The scattering and absorbing particles of intralipid are soybean oil and water. It has been stated that water is the significant light absorber of intralipid in near infrared light for the wavelength range over 950 nm which is beyond the range we explored for the study [4]. It is found that in the red and far-red regions of the spectrum, both water and soybean oil contribute to the absorption while in the blue region, the absorption is primarily due to soybean oil [14].

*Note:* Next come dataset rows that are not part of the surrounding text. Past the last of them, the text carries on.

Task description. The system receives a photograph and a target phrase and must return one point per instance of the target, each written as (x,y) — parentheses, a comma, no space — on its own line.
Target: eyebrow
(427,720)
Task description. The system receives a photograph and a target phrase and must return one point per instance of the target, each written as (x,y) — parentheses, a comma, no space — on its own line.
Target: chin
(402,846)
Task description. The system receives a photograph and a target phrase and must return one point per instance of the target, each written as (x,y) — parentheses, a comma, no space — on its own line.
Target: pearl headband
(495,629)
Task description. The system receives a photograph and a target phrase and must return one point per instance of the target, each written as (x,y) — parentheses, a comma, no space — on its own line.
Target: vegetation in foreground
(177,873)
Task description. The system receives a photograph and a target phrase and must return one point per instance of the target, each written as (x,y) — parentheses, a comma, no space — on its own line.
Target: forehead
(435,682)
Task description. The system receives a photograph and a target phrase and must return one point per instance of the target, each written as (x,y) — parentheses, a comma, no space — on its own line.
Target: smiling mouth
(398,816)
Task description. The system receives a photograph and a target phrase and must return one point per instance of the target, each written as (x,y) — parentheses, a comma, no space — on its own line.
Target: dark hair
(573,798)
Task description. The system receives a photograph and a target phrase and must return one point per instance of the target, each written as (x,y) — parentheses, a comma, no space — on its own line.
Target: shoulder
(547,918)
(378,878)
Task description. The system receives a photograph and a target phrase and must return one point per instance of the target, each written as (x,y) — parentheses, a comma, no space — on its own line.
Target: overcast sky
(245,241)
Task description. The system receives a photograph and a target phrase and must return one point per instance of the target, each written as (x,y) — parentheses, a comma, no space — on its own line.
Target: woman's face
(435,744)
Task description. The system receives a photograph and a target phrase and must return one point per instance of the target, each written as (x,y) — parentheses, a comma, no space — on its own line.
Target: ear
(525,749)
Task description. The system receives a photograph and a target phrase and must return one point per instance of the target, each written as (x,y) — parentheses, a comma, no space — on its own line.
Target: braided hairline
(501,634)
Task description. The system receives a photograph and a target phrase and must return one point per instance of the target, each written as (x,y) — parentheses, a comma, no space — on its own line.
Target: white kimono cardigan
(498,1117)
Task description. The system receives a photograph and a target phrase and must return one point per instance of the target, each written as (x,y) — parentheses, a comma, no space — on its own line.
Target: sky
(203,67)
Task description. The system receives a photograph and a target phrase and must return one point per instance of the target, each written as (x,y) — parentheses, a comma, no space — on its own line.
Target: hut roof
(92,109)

4. Discussion and Conclusions

The presence of microbubbles in a scattering-mimicking tissue phantom significantly changed its optical properties in the 300–850 nm wavelength range. The scattering coefficient increased in the presence of microbubbles within the biological tissue transparency window where tissue absorption is minimal [20]. Microbubbles affected the intrinsic optical properties of the tissue phantom—both scattering and absorption. The microbubbles introduced an extrarefractive index mismatch that increased the probability of scattering events. The increase in light attenuation events is associated with the presence of microbubbles. Adding microbubbles changes the intrinsic optical properties of the tissue phantom not only for scattering but also for the absorption. The effect of microbubbles on reduced scattering and absorption coefficients decreased at longer wavelengths. In addition, at higher concentrations of intralipid (>1.5%), the effect of adding microbubbles is significantly reduced. The scattering properties of most biological tissues can be approximated at intralipid concentrations from 0.5% to 5.0% [12], indicating that the enhancement of the backscattering and reflectance due to the presence of microbubbles (2.5% v/v) can be potentially employed for improving optical imaging diagnostics. In contrast-enhanced ultrasound imaging, the dose of microbubbles depends on the contrast agent characteristics and mode of administration. The microbubbles can be administered through infusion or bolus injection. Bolus injection is a delivery of an agent in a single bolus usually over a few seconds as opposed to infusion where the agent is delivered over a longer period and lower flow rate (e.g., saline bag infusion). A dose of 2.5% can be potentially achieved when microbubbles are administered through a bolus injection [21].

Conflict of Interests

The authors declare that there is no conflict of interests regarding the publication of this paper.

Acknowledgments

The authors thank Dr. Carl Kumaradas, Physics Department, Ryerson University, Toronto, for his advice and assistance and Martin Hohmann, University Erlangen-Nuremberg, Germany, for useful discussions. The authors gratefully acknowledge the financial support (in part) provided by the Ryerson University Health Research Grant, NSERC Personal Discovery Grant, Canada and Erlangen Graduate School in Advanced Optical Technologies (SAOT), and German National Science Foundation (DFG), Germany, in the framework of the excellence initiative. Thanks are given to the Keenan Research Centre of the LKS Knowledge Institute, St. Michael Hospital, Toronto, and Erlangen Graduate School in Advanced Optical Technologies (SAOT), University Erlangen-Nuremberg, Germany.